Isto explica a diferença da Tzaráat das paredes, que não atingia as casas que estavam fora de Israel. Se o Lashon Hará tirou a dignidade e a privacidade, que são coisas que realmente pertencem à vítima, então a punição vinha na mesma moeda, através da Tzaráat na pele e nas roupas. Mas quando alguém perde o conforto de sua casa fora de Israel, esta não é uma perda real, pois não era verdadeiramente sua casa definitiva, era apenas algo temporário. Como o transgressor não havia causado uma perda real, então ele também não era castigado com a obrigação de sair da sua casa.

Aprendemos desta Parashá um fundamento importante: temos uma conexão espiritual muito forte com a terra de Israel, a ponto de ser o único lugar onde um judeu verdadeiramente adquire uma terra. Este deveria ser o nosso sentimento em relação à nossa vida na terra de Israel. Porém, infelizmente, estamos muito longe desta realidade. A grande maioria dos judeus que vive na Diáspora não considera suas casas como sendo apenas temporárias, e poucos são os que abandonariam o conforto do exílio para voltar para Israel. Isto não é algo novo, podemos aprender com a nossa história. Em Pessach, comemoramos a saída do povo judeu do Egito. Mas não foi o povo inteiro que saiu, foi apenas 20% do povo, enquanto a grande maioria decidiu ficar. Apesar de serem escravos, apesar das dificuldades que passavam no Egito, o comodismo venceu.

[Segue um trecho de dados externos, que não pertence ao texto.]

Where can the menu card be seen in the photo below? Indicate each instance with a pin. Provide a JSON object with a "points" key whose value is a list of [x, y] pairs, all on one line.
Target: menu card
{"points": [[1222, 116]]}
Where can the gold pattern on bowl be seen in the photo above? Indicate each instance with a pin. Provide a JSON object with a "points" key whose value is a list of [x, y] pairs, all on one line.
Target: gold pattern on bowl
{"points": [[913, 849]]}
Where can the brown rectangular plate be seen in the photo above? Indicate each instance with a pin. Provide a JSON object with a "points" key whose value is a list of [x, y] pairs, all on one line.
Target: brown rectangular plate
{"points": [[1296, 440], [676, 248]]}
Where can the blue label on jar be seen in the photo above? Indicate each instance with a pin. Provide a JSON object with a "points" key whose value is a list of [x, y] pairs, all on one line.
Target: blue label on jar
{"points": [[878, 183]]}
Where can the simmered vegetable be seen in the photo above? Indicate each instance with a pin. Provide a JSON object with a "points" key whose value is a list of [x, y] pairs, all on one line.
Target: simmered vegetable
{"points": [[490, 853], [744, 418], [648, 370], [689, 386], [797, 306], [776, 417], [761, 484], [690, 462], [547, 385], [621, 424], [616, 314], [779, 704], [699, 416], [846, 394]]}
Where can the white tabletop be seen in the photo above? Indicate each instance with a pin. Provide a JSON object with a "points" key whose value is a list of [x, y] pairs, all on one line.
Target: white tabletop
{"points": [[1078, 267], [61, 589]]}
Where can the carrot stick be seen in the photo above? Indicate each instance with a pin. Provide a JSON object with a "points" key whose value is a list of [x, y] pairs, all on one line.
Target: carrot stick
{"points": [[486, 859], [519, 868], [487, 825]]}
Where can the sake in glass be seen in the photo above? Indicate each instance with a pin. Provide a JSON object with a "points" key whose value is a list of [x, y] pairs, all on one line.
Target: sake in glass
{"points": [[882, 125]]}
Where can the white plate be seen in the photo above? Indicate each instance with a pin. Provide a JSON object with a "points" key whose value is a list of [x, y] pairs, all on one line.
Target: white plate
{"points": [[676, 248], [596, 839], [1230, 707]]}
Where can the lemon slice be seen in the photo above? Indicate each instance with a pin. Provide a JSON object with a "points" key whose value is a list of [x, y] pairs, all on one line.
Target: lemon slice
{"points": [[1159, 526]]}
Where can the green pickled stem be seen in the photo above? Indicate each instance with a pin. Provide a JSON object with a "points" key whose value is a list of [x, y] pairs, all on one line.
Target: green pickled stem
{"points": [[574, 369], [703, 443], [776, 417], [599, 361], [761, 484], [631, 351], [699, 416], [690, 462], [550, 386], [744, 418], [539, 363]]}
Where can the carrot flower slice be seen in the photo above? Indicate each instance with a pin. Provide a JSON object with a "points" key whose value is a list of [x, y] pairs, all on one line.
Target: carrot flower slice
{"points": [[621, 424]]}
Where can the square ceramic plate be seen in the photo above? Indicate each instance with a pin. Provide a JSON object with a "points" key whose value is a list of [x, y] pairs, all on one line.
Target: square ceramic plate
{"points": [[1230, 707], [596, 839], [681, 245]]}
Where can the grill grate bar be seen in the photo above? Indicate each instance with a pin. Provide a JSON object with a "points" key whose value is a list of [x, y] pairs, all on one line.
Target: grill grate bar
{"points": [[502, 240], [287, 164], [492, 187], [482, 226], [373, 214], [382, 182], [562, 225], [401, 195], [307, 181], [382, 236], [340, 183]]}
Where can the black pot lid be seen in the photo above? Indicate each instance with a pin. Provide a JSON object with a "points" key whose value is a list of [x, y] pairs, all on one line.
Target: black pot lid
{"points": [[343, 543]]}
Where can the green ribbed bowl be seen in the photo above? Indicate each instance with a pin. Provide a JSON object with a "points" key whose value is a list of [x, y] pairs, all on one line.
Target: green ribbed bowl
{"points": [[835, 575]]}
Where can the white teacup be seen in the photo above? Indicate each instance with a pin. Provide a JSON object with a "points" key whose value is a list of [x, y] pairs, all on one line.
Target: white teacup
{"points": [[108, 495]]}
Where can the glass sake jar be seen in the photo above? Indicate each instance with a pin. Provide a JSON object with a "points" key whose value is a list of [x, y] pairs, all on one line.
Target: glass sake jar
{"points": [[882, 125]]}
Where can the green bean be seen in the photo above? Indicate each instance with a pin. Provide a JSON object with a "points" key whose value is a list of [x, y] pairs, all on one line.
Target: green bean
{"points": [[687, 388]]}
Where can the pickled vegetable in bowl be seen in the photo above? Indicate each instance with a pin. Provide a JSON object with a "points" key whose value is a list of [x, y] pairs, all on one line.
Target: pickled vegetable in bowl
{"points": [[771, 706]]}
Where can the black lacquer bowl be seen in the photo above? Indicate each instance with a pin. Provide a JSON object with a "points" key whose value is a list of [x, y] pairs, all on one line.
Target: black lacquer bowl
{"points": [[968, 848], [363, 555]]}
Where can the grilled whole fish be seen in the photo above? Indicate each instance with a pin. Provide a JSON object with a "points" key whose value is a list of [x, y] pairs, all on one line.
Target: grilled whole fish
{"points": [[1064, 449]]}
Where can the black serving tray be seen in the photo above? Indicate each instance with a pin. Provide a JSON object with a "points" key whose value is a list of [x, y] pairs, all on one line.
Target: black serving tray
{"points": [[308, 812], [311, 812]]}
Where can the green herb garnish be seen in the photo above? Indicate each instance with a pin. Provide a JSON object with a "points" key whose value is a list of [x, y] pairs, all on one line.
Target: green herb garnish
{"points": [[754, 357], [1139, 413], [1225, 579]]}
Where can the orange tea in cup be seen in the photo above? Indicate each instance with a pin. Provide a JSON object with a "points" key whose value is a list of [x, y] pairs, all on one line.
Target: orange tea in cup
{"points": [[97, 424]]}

Uma das primeiras perguntas que nos farão quando chegarmos ao nosso Julgamento Celestial será: “Você esperou todos os dias pela redenção?”. O que significa “esperar todos os dias”? Quando alguém faz uma entrevista de emprego e está esperando uma resposta, cada dia de espera parece uma eternidade, e cada vez que o telefone toca, o coração dispara. Assim devemos esperar, ansiosamente, pelo Mashiach e pela nossa volta para casa.

Um dos maiores sinais de desconexão espiritual de um judeu é quando ele deixa de sentir a amargura do exílio e perde a vontade de voltar para casa. Estamos há mais de dois mil anos no exílio, cumprindo a profecia de que o povo judeu seria espalhado pelos quatro cantos do mundo e viveria entre todas as nações. Mas mesmo assim nós não perdemos a esperança de voltar para a nossa terra depois da vinda do Mashiach. Rezamos todos os dias pela nossa redenção, com a certeza de que, o mais breve possível, definitivamente voltaremos para nosso verdadeiro lugar, para a nossa casa.